A precompiled cutLPK binary is available for download (tested on Colab only): cutLPK.
After downloading, make the binary executable and run it as shown in the examples below.
This project relies on the following libraries. Versions used for testing are listed for reproducibility.
- C++ Compiler: A modern compiler supporting C++17.
- CMake: Version 3.16 or newer.
- cuPDLPx: A GPU accelerated first order method LP solver. (Tested with CUDA 12.3) cuPDLPx GitHub Repository
- Gurobi: Version 11.0 or newer. A Gurobi license is required. Free academic licenses are available.
- Eigen: Version 3.4 or newer. A C++ template library for linear algebra.
- OpenMP: For multi-threaded parallelism.
The project uses CMake for configuration and building.
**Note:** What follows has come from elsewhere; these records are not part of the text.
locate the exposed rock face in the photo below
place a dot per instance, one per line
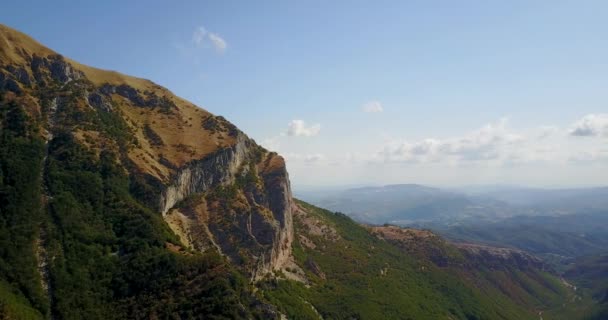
(216, 169)
(239, 193)
(260, 214)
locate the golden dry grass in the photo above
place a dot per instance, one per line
(182, 132)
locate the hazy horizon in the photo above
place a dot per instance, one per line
(434, 93)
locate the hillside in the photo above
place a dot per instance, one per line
(119, 200)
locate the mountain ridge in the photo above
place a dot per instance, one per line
(120, 200)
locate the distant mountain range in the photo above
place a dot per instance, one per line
(406, 204)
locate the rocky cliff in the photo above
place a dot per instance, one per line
(183, 162)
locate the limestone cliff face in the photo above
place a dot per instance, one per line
(215, 187)
(237, 200)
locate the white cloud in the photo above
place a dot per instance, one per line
(311, 158)
(272, 144)
(201, 37)
(591, 125)
(372, 107)
(547, 132)
(298, 128)
(491, 142)
(218, 42)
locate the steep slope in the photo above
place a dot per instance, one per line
(356, 272)
(119, 200)
(92, 162)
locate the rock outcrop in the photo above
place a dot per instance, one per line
(213, 185)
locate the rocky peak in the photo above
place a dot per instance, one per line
(215, 187)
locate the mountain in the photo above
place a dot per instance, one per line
(566, 236)
(119, 200)
(359, 272)
(410, 203)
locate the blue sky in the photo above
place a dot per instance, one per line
(458, 92)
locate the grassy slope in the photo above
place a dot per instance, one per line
(408, 289)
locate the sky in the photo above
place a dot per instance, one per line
(352, 93)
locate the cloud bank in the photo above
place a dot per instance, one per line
(298, 128)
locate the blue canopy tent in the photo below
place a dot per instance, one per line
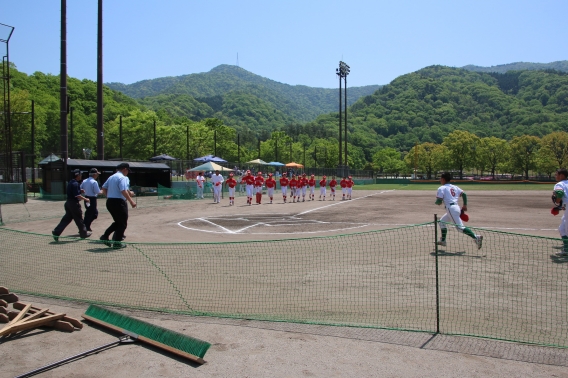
(208, 158)
(162, 157)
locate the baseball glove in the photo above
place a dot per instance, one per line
(557, 205)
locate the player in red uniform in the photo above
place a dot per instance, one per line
(323, 184)
(249, 180)
(270, 185)
(343, 184)
(312, 184)
(332, 185)
(284, 186)
(231, 183)
(293, 188)
(258, 183)
(350, 184)
(304, 186)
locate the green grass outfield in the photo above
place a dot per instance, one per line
(465, 186)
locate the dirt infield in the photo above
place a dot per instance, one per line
(525, 212)
(258, 349)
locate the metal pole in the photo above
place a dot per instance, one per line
(340, 128)
(63, 93)
(72, 134)
(345, 99)
(33, 142)
(437, 275)
(100, 119)
(120, 137)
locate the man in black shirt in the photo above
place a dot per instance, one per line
(73, 209)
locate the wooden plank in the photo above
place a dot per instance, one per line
(76, 323)
(9, 298)
(21, 326)
(19, 316)
(147, 340)
(62, 326)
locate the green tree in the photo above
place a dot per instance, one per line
(461, 152)
(556, 146)
(491, 152)
(523, 154)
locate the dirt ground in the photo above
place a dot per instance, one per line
(271, 349)
(524, 212)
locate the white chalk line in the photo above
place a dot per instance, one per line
(340, 202)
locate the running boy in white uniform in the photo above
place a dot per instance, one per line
(449, 195)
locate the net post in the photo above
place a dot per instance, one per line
(437, 274)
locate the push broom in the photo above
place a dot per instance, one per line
(133, 330)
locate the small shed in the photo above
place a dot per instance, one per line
(144, 174)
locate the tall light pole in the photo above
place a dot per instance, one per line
(100, 119)
(342, 72)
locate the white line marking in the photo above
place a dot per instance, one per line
(342, 202)
(215, 224)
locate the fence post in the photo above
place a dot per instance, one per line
(437, 277)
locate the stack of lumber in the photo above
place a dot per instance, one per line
(25, 316)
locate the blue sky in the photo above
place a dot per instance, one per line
(292, 42)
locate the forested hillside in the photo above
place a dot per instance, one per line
(561, 65)
(426, 105)
(225, 86)
(436, 118)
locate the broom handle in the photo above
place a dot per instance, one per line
(123, 339)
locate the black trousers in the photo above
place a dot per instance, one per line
(73, 212)
(91, 213)
(118, 209)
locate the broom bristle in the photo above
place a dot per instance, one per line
(163, 335)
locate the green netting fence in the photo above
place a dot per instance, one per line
(515, 288)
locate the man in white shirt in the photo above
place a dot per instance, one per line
(217, 180)
(200, 184)
(90, 188)
(449, 195)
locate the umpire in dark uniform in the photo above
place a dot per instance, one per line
(116, 188)
(73, 209)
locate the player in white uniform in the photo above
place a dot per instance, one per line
(200, 184)
(449, 195)
(560, 199)
(217, 181)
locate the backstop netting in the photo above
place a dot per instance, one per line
(514, 288)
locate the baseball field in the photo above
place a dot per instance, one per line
(369, 263)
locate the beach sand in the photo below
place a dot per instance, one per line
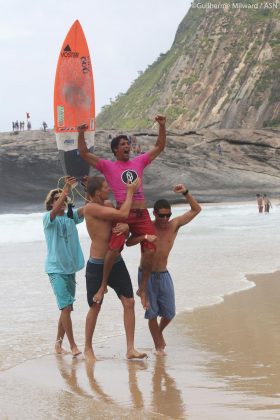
(222, 363)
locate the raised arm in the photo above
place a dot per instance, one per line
(91, 158)
(190, 214)
(60, 203)
(161, 140)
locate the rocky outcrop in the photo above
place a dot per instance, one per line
(222, 70)
(247, 162)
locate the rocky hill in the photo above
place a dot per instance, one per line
(222, 71)
(216, 164)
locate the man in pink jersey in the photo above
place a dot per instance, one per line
(118, 174)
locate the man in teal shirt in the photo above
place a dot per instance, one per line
(64, 258)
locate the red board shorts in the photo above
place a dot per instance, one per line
(140, 223)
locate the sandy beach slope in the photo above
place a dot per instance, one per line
(222, 363)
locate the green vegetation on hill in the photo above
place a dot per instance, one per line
(223, 66)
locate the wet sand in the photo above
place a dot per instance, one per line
(222, 363)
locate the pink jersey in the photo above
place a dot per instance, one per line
(118, 173)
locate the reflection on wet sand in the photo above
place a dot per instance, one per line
(136, 384)
(243, 333)
(166, 397)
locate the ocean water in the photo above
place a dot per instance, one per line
(210, 259)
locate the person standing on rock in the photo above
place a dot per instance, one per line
(259, 202)
(64, 258)
(118, 174)
(160, 285)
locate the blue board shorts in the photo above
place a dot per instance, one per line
(64, 287)
(161, 295)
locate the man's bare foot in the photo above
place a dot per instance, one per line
(89, 355)
(134, 354)
(75, 351)
(58, 347)
(160, 352)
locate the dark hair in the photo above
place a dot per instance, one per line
(116, 140)
(50, 198)
(161, 204)
(94, 184)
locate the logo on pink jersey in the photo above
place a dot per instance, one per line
(128, 176)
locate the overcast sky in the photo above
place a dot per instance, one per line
(124, 36)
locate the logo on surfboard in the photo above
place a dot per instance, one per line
(128, 176)
(67, 52)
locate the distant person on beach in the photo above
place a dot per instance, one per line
(259, 202)
(118, 174)
(64, 258)
(160, 285)
(267, 203)
(99, 215)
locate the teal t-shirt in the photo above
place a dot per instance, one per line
(65, 255)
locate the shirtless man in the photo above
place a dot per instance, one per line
(160, 285)
(117, 174)
(99, 215)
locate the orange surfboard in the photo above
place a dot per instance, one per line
(74, 101)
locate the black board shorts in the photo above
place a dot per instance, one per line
(119, 279)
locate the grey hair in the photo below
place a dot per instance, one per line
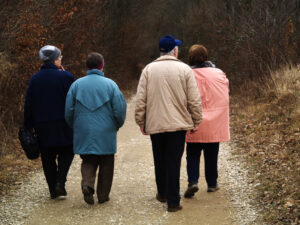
(172, 52)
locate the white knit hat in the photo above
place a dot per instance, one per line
(49, 53)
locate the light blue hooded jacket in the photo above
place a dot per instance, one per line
(95, 109)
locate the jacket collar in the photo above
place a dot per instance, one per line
(166, 57)
(95, 72)
(49, 66)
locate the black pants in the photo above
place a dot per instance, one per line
(56, 163)
(89, 166)
(167, 153)
(193, 153)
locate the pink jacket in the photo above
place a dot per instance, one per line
(214, 89)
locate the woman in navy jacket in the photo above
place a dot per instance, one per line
(44, 112)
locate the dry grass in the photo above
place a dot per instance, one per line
(266, 126)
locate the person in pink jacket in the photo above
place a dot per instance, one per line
(214, 128)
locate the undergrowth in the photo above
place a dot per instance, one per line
(265, 120)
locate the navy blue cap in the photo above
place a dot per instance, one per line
(167, 43)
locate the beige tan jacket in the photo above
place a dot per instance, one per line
(167, 97)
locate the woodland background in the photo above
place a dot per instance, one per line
(256, 43)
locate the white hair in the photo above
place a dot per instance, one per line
(172, 52)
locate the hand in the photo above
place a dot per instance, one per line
(194, 130)
(142, 128)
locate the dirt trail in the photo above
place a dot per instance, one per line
(133, 193)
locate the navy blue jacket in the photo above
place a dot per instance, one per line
(45, 104)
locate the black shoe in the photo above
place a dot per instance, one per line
(160, 198)
(100, 201)
(174, 208)
(60, 190)
(190, 191)
(88, 194)
(213, 188)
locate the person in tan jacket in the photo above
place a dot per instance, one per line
(168, 104)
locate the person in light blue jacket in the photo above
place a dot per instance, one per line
(95, 109)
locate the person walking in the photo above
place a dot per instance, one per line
(44, 112)
(167, 105)
(96, 109)
(214, 89)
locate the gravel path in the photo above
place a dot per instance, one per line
(133, 193)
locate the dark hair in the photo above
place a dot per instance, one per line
(94, 60)
(197, 55)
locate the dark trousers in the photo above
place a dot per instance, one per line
(56, 163)
(193, 153)
(89, 166)
(167, 153)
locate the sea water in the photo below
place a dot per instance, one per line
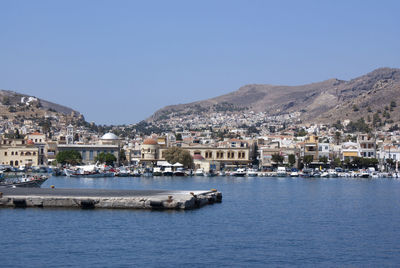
(260, 222)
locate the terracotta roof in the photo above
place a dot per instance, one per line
(198, 157)
(150, 142)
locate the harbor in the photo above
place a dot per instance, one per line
(105, 198)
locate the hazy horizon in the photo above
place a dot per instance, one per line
(119, 62)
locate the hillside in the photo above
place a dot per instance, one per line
(325, 101)
(15, 105)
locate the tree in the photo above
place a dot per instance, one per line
(176, 154)
(71, 157)
(122, 156)
(292, 160)
(337, 137)
(6, 101)
(107, 158)
(337, 162)
(277, 158)
(323, 159)
(307, 159)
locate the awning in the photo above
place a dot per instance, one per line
(350, 154)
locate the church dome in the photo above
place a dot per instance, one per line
(150, 142)
(109, 136)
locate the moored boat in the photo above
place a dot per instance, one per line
(24, 181)
(240, 172)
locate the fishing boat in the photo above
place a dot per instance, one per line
(240, 172)
(252, 173)
(24, 181)
(180, 172)
(199, 172)
(157, 171)
(281, 172)
(168, 171)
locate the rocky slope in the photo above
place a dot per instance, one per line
(325, 101)
(16, 105)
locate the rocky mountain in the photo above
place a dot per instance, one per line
(325, 101)
(17, 105)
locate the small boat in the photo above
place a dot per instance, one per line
(180, 172)
(24, 181)
(157, 171)
(252, 173)
(281, 172)
(240, 172)
(168, 172)
(222, 173)
(199, 172)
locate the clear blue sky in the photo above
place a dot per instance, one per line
(119, 61)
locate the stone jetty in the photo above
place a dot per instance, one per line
(112, 199)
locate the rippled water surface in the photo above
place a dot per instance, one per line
(261, 222)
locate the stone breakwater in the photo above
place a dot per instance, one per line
(111, 199)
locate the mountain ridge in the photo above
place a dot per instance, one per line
(325, 101)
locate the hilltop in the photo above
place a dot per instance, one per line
(325, 102)
(17, 106)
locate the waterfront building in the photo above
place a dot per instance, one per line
(39, 141)
(234, 154)
(18, 152)
(349, 150)
(310, 147)
(109, 143)
(367, 145)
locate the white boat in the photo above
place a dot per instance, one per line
(332, 173)
(240, 172)
(324, 175)
(199, 172)
(168, 172)
(281, 172)
(157, 171)
(252, 173)
(179, 172)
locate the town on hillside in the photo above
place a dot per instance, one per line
(217, 144)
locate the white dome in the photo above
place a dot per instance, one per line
(109, 136)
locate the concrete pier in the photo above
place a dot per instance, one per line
(100, 198)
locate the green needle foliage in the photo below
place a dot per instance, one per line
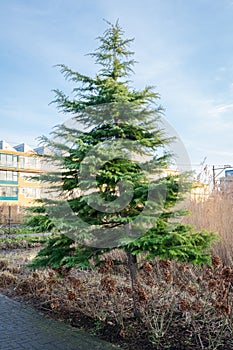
(113, 191)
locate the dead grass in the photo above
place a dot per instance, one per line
(215, 214)
(181, 306)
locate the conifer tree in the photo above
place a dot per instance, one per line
(114, 191)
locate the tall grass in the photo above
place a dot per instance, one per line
(215, 213)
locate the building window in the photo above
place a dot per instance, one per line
(8, 160)
(8, 176)
(30, 163)
(8, 193)
(31, 192)
(29, 177)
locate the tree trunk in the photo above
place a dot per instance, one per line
(132, 264)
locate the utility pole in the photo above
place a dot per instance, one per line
(215, 175)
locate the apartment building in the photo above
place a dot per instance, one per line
(18, 165)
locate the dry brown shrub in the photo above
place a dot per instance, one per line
(3, 264)
(7, 279)
(215, 213)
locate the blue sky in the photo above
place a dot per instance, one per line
(183, 47)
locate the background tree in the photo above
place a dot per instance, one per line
(114, 190)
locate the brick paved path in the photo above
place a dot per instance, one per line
(21, 327)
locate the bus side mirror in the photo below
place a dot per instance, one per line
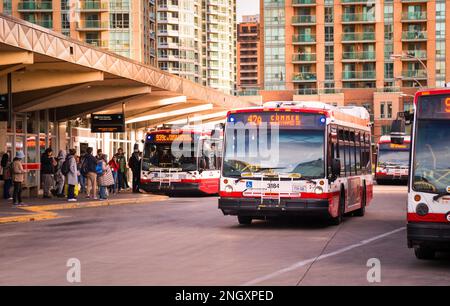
(336, 168)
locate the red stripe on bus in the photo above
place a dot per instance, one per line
(413, 217)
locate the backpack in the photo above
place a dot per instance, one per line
(99, 168)
(65, 167)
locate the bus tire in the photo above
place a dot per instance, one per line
(245, 220)
(341, 210)
(424, 253)
(362, 211)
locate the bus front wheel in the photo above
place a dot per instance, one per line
(424, 253)
(245, 220)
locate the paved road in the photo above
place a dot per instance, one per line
(187, 241)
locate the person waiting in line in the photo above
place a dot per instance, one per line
(7, 177)
(18, 177)
(88, 169)
(135, 165)
(122, 172)
(59, 176)
(114, 165)
(105, 178)
(72, 176)
(48, 164)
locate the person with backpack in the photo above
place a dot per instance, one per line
(135, 165)
(70, 166)
(7, 176)
(59, 175)
(105, 176)
(18, 177)
(88, 169)
(48, 164)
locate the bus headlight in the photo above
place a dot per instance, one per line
(422, 209)
(228, 189)
(318, 190)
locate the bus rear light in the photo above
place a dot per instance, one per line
(422, 209)
(318, 190)
(228, 189)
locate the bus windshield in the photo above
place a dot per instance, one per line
(160, 156)
(432, 156)
(296, 152)
(393, 158)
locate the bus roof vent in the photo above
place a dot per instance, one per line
(356, 111)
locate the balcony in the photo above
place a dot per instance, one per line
(365, 2)
(304, 57)
(26, 6)
(304, 39)
(100, 43)
(414, 16)
(413, 55)
(358, 75)
(93, 6)
(356, 37)
(415, 74)
(358, 18)
(303, 2)
(304, 77)
(306, 91)
(92, 25)
(303, 19)
(358, 56)
(414, 36)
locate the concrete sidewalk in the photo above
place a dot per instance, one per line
(44, 209)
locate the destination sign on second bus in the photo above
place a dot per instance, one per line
(434, 106)
(282, 119)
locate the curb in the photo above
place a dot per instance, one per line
(44, 212)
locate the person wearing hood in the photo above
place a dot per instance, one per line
(18, 176)
(72, 176)
(59, 176)
(135, 165)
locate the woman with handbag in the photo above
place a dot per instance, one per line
(105, 179)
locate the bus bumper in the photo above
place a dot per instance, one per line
(429, 234)
(156, 187)
(273, 208)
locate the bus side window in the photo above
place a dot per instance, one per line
(342, 152)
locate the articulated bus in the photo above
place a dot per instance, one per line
(296, 159)
(184, 161)
(392, 160)
(428, 228)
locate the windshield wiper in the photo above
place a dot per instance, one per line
(440, 195)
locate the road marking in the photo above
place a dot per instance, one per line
(331, 254)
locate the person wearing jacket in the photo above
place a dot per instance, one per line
(18, 178)
(122, 173)
(88, 169)
(72, 176)
(114, 165)
(59, 177)
(48, 164)
(105, 179)
(7, 176)
(135, 165)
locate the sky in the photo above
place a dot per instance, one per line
(246, 7)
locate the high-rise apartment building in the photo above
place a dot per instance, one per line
(197, 40)
(356, 52)
(249, 56)
(126, 27)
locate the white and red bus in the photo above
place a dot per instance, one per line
(296, 158)
(428, 228)
(184, 161)
(392, 160)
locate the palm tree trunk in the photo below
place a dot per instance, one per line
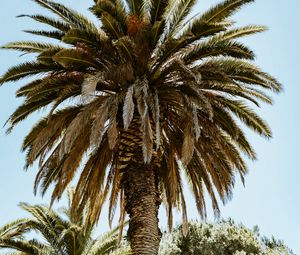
(142, 198)
(142, 203)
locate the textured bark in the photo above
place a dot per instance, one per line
(142, 200)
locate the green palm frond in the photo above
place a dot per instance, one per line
(30, 47)
(223, 10)
(147, 86)
(60, 236)
(26, 69)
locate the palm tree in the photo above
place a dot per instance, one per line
(61, 235)
(135, 101)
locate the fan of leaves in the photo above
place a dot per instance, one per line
(185, 81)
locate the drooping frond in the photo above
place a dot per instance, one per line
(148, 86)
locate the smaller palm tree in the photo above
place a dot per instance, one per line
(61, 234)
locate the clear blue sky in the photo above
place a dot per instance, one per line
(271, 196)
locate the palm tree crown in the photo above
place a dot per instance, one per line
(61, 235)
(147, 85)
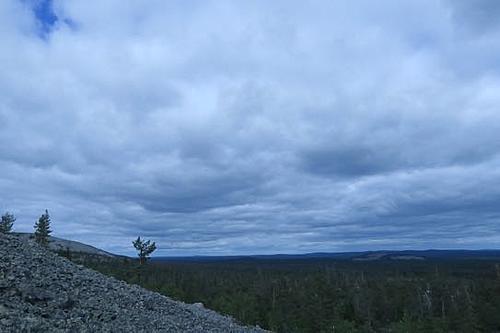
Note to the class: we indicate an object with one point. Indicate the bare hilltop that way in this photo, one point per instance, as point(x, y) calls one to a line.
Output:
point(43, 292)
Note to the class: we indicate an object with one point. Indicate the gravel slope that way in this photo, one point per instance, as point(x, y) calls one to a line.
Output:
point(42, 292)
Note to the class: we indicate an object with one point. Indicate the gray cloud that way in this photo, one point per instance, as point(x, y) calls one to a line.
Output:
point(227, 128)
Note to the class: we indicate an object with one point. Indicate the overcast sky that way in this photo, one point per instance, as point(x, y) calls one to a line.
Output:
point(238, 127)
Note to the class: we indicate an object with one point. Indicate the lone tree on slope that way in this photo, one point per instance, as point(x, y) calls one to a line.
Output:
point(144, 249)
point(42, 229)
point(7, 222)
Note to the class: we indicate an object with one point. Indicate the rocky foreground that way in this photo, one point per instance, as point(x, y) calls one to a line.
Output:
point(43, 292)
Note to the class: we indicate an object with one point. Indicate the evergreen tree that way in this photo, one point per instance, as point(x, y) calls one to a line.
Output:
point(42, 229)
point(144, 249)
point(7, 222)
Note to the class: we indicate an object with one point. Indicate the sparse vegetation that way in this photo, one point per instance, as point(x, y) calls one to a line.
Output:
point(332, 296)
point(7, 222)
point(144, 249)
point(42, 229)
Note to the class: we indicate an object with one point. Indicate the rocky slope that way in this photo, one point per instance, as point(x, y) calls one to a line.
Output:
point(59, 244)
point(42, 292)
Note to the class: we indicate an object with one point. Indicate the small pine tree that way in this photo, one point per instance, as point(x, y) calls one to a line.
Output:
point(42, 229)
point(7, 222)
point(144, 249)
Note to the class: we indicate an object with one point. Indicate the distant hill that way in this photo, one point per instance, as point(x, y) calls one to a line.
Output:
point(59, 244)
point(354, 256)
point(41, 291)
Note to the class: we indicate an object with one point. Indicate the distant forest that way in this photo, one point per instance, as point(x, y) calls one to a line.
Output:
point(327, 295)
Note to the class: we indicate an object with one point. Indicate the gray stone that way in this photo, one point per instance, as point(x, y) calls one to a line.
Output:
point(48, 293)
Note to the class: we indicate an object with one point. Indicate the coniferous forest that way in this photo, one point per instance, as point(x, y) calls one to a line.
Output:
point(327, 295)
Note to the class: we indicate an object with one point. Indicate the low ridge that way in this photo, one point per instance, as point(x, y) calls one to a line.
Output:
point(41, 291)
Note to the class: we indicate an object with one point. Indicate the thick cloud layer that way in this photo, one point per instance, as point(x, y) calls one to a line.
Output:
point(223, 127)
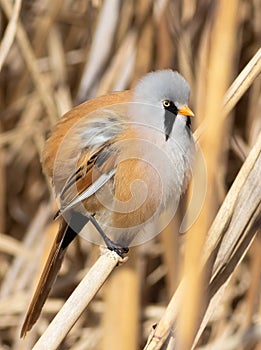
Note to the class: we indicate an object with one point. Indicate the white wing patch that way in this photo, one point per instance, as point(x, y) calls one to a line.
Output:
point(90, 190)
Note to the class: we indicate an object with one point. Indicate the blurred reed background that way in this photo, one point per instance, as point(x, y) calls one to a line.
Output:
point(54, 55)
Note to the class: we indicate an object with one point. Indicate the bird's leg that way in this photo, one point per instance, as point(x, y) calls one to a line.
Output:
point(117, 248)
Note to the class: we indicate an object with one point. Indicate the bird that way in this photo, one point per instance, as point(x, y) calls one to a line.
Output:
point(117, 161)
Below are the steps to build the project:
-
Navigate to the project directory:
cd path/to/cutLPK -
Open the
config.cmakefile in a text editor and specify the dependency paths according to your system setup. -
Create and enter a build directory:
mkdir build cd build -
Configure the project with CMake:
cmake ..
-
Build the project:
cmake --build
-
Ordinary K-Means Clustering: Provide the data file and specify the number of clusters:
./cutLPK iris.csv 3
-
Fair K-Means Clustering: Specify the type of fairness, the fairness parameter, and the group label file:
./cutLPK HC_data.csv 3 fairness_type=alpha fairness_param=0.8 group_file=HC_labels.csv
-
Spectral Clustering: Provide a graph Laplacian file and indicate that the problem is spectral clustering:
./cutLPK football_L.csv 3 is_spectral_clustering=true
All solver options are passed as key=value pairs after data_file and K.
| Key | Type | Default | Description |
|---|---|---|---|
solver |
string | "cupdlpx" |
LP solver. |
random_seed |
int | 42 |
Seed for randomized components. |
fairness_type |
string | empty | Fairness type (alpha or tau). |
fairness_param |
double | 1.0 |
Fair clustering strength parameter. |
group_file |
string | empty | File with group labels for fair k-means (fair_clustering_group_file). |
is_spectral_clustering |
bool | false |
Treat input as Laplacian and run spectral mode (is_spectral_clustering). |
max_cuts_init |
int | 1.5e7 |
Max number of cuts in the first LP. |
max_cuts_added_iter |
int | 1e7 |
Max cuts added per iteration. |
max_separation_size |
int | 1.5e7 |
Max separation problem size. |
cutting_plane_verbose |
int/bool | 1 |
Cutting-plane verbosity. |
initial_lp_time_limit |
double | 360.0 |
Time limit for the first LP. |
time_limit_lp |
double | 180.0 |
Time limit (seconds) for each LP. |
time_limit_all |
double | 7200.0 |
Global time limit (seconds) (cutting_plane_time_limit). |
solver_tolerance_per_iter |
double | 1e-6 |
Solver tolerance per iteration. |
cuts_vio_tol |
double | 1e-4 |
Cut violation tolerance. |
cuts_act_tol |
double | 1e-4 |
Cut activation tolerance. |
opt_gap |
double | 1e-4 |
Target optimality gap. |
num_iter_no_improve |
int | 2 |
Iterations without improvement before stopping (cutting_plane_num_iter_no_improve). |
lloyd_random_starts |
int | 100 |
Number of random Lloyd starts. |
bnb_node_limit |
int | 0 |
Max BnB nodes (<=0 disables BnB) (bnb_node_limit). |
bnb_time_limit |
double | 3600.0 |
BnB time limit (seconds) (bnb_time_limit). |
bnb_gap_tol |
double | 1e-4 |
Relative gap tolerance for BnB (bnb_gap_tol). |
bnb_verbose |
int | 1 |
BnB verbosity level (bnb_verbose). |
output_file |
string | auto | File name for cutting plane log (defaults to data/K-based name). |
bnb_output_file |
string | auto | File name for Branch-and-Bound log (derived from data/K). |